Ce contre-discours dirait aussi que même les plus chauds partisans du marché reconnaissent l’existence de ce qu’on appelle des déficiences du marché: en un mot, ce qui est généré par lui peut n’être pas optimal. Cela se produit, par exemple, si l’information dont disposent les contractants est inégale (asymétrique). Ou encore quand le contrat passé entre eux a, c’est typique, des effets sur des tiers, voire sur la collectivité, mais que ce contrat ne les prend pas en compte. Ces effets sont appelés des externalités et certaines sont néfastes (négatives). Tu m’achètes du pétrole que X transporte: mais ce pétrole pollue et tout le monde en ressent les effets, dont nos ententes ne tiennent pas compte. (Passons pieusement sous silence le fait que c’est la collectivité qui entretient une armée pour maintenir la «stabilité» dans la région où se trouve le pétrole.)
Ce contre-discours dirait encore que le marché encourage la compétition entre humains, plutôt que la coopération; qu’il incite à se comporter en parfait salaud si on peut le faire sans risque d’être pris. Mieux: il contraint à le faire puisque si, ce faisant, les profits augmentent, votre concurrent, lui, le fera et vous mettra en faillite.
De plus, il soulignerait que ces demandes de libéralisation du marché sont bien singulières. L’État, qui ne devrait pas intervenir pour les services publics et pour le bien commun, est constamment sollicité à intervenir dans ce marché supposé libre en faveur des acteurs de l’économie: par des allégements fiscaux, par des subventions, par des ententes entre États et de mille autres manières. Mieux, ou plutôt pire: quand la fameuse vision du monde s’écroule, c’est l’État, et donc le public, qui vient renflouer ceux qui l’ont conduit à la catastrophe, par exemple, récemment encore, les banques.

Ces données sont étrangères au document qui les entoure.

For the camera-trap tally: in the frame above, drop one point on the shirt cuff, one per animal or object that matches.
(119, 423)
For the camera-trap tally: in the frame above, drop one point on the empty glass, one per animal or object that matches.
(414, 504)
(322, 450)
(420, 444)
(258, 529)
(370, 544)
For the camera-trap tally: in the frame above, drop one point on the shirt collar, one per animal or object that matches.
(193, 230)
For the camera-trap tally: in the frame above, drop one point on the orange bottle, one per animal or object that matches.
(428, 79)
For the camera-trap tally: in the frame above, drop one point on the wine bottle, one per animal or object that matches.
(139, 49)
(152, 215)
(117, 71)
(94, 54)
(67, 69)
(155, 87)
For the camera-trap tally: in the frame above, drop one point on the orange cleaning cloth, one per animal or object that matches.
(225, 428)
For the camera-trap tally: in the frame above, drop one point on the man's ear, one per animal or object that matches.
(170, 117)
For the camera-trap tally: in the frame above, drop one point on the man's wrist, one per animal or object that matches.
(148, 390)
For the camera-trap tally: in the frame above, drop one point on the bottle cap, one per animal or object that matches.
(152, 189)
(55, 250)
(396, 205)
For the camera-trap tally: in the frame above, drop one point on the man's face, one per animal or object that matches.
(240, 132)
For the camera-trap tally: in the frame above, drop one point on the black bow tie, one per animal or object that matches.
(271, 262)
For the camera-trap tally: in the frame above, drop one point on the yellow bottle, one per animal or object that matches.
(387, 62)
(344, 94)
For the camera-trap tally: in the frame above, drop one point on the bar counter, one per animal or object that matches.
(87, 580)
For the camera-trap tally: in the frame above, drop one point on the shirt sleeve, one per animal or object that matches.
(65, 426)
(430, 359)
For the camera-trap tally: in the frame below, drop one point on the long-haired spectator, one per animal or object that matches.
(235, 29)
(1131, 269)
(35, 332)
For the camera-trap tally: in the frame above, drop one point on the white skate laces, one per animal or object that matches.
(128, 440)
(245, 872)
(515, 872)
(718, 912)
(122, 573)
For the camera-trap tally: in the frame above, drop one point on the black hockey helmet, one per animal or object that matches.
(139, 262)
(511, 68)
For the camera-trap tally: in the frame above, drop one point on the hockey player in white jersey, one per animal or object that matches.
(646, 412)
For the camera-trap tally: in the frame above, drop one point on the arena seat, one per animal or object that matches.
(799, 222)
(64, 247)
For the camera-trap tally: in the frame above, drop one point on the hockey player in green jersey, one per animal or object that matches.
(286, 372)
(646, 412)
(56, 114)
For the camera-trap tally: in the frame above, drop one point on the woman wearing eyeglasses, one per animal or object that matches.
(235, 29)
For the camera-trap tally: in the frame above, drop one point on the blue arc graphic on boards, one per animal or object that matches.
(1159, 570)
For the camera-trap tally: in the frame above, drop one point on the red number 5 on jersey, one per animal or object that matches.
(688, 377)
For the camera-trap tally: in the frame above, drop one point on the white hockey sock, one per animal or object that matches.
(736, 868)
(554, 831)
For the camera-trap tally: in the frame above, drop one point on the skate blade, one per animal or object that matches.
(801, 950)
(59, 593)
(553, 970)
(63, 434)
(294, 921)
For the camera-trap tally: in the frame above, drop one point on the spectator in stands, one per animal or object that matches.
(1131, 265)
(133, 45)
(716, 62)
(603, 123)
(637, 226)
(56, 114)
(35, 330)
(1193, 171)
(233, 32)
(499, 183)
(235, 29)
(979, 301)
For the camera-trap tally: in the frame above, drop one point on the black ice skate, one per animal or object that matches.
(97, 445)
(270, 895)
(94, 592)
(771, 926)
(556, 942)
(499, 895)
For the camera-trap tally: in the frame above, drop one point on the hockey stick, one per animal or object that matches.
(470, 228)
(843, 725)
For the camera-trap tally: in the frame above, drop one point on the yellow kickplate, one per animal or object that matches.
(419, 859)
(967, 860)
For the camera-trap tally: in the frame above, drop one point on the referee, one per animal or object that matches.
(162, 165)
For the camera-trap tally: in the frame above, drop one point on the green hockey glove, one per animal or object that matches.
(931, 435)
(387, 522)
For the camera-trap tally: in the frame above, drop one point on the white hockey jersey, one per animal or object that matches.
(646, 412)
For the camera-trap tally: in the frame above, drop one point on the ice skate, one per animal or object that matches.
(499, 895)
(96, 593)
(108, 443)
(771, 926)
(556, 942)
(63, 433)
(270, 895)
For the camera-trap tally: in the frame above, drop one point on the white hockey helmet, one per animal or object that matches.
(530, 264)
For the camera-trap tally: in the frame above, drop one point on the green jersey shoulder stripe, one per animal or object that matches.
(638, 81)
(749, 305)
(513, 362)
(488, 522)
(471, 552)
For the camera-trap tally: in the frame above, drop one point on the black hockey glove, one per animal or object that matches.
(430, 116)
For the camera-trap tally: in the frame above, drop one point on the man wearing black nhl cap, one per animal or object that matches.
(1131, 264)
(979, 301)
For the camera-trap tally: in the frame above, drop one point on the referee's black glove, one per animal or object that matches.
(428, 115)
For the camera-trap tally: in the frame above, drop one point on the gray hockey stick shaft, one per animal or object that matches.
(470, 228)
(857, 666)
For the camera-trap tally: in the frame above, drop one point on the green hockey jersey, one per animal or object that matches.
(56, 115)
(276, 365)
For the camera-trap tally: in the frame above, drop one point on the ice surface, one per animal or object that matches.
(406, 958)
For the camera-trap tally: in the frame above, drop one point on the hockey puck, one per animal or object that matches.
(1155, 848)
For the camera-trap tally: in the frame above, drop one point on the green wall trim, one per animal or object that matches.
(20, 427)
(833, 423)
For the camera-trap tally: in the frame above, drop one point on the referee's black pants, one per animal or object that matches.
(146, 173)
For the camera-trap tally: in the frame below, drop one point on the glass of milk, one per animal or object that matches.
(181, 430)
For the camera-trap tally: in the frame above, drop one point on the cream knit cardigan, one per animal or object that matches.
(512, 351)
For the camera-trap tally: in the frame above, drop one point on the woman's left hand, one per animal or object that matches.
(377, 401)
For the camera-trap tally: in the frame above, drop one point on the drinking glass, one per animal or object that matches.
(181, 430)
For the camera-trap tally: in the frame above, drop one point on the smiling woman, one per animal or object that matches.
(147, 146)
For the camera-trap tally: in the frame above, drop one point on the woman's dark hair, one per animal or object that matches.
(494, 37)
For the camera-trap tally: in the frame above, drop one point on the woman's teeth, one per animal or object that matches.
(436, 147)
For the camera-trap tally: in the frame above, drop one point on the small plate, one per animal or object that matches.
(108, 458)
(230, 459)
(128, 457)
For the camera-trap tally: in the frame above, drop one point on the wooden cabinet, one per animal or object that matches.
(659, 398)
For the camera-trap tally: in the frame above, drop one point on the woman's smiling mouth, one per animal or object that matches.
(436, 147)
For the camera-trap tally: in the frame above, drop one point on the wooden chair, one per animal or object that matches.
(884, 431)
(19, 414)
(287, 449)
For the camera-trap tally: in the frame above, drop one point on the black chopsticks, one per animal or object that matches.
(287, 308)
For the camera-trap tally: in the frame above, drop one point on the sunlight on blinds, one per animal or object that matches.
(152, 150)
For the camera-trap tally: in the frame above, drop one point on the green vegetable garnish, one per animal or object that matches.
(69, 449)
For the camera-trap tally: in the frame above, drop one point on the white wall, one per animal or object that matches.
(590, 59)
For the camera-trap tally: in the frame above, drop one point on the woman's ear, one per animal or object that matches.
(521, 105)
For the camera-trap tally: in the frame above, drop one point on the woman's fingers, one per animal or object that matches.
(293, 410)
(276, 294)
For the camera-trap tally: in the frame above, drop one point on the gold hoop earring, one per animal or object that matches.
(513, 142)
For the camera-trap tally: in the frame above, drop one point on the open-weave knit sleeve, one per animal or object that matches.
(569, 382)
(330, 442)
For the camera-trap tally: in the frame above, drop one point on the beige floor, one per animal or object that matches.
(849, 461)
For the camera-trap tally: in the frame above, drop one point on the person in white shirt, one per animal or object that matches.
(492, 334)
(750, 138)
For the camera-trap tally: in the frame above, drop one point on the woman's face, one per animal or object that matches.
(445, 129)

Si le contre-discours était réellement exprimé, tout le monde dans notre société, en discutant de ces thèmes, devrait savoir toutes ces choses et les faire peser dans la balance de la conversation démocratique avant de prendre position. Est-ce le cas? J’ai de sérieux doutes. Qu’arriverait-il si, autour de vous, vous demandiez, par exemple, d’abord pourquoi il faudrait confier au privé les soins de santé, ensuite ce qu’est une externalité négative?
Revenons à ces cas de légionellose. Je n’en parle que de manière théorique et abstraite, bien entendu. Mais n’y aurait-il pas lieu, ici, de soulever l’hypothèse qu’on est peut-être là devant un cas de déficience du marché? Question injuste? Pourtant, songez à la vitesse avec laquelle on accuse le secteur public et ses carences quand, disons, des cas de C. difficile éclosent dans un hôpital.
Invoquer une carence du marché fournirait un cadre interprétatif possible des événements et cela mérite de figurer dans le débat public. D’autant qu’ici, l’ironie me semble assez marquée: ceux et celles qui réclament toujours moins d’intervention de l’État et moins de réglementation disent cette fois que c’est la faute à l’État qui n’a pas assez réglementé si l’entretien n’a pas été fait ou pas fait correctement.
Mais je crains fort qu’au bout du compte, l’affaire ne soit traitée comme une externalité négative. Au fond, c’est même déjà le cas puisque les malades sont soignés dans des hôpitaux publics. Et c’est probablement encore une fois le public qui ramassera le gros de la facture des dégâts causés par «une vision du monde», laquelle, à mon sens, et du moins par la manière dont elle est mise en œuvre dans le monde réel, est une escroquerie intellectuelle et morale.
Sans oublier les théories de Nash et Arrow qui ont sérieusement remis en cause l’idée que la rencontre des intérêts égoïstes pouvaient mener à la maximisation de l’intérêt commun. Sans oublier non plus la notion de biens publics (éducation, santé,…) auxquels les économistes eux-mêmes confèrent un statut à part, sortant du cadre de la simple marchandisation. Sans parler de ce que Smith avait lui-même énoncé à son époque à savoir qu’il existe des domaines (éducation, infrastructures,…) dont l’État seul devrait se voir confier la charge (on ne parle pas ici des responsabilités régaliennes énoncées par les libéraux qui consistent essentiellement à assurer et protéger la propriété privée d’un petit nombre face à tous les autres). Sans parler de tous les marchés qui échappent totalement aux théories de Walras (à commencer à celui du travail).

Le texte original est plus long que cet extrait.